- Theatrical release poster
- Italian: Qui rido io
- Directed by: Mario Martone
- Screenplay by: Mario Martone; Ippolita Di Majo;
- Story by: Mario Martone; Ippolita Di Majo;
- Produced by: Nicola Giuliano; Francesca Cima; Carlotta Calori;
- Starring: Toni Servillo; Maria Nazionale; Cristiana Dell'Anna; Antonia Truppo; Eduardo Scarpetta; Roberto De Francesco; Lino Musella; Marzia Onorato; Paolo Pierobon; Gianfelice Imparato; Iaia Forte;
- Cinematography: Renato Berta
- Edited by: Jacopo Quadri
- Production companies: Indigo Film; Rai Cinema; Tornasol;
- Distributed by: 01 Distribution
- Release dates: 7 September 2021 (Venice); 9 September 2021 (Italy);
- Running time: 133 minutes
- Countries: Italy; Spain;
- Languages: Italian, Neapolitan

= The King of Laughter =

2021 Italian-Spanish biographical drama

The King of Laughter (Qui rido io) is a 2021 Italian-Spanish biographical drama film directed by Mario Martone about actor and playwright Eduardo Scarpetta's legal battle against Gabriele D'Annunzio over his parody of the latter's The Daughter of Iorio (1904).

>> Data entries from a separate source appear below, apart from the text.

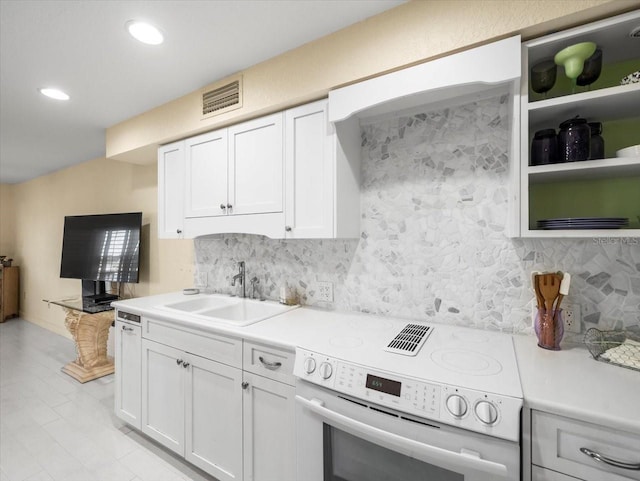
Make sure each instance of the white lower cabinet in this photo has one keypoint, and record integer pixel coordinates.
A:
(581, 450)
(541, 474)
(127, 372)
(163, 395)
(193, 406)
(232, 423)
(269, 429)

Toni Servillo stars as Scarpetta.

The film was selected to compete for the Golden Lion at the 78th Venice International Film Festival.

==Reception==
The King of Laughter has an approval rating of 75% on review aggregator website Rotten Tomatoes, based on 8 reviews, and an average rating of 6.3/10.

Reviewing the film for Variety at the Venice Film Festival, Guy Lodge wrote, "Martone’s film certainly appears to channel the spirit of Scarpetta, though its 18-course tribute banquet doesn’t leave you particularly hungry to investigate further."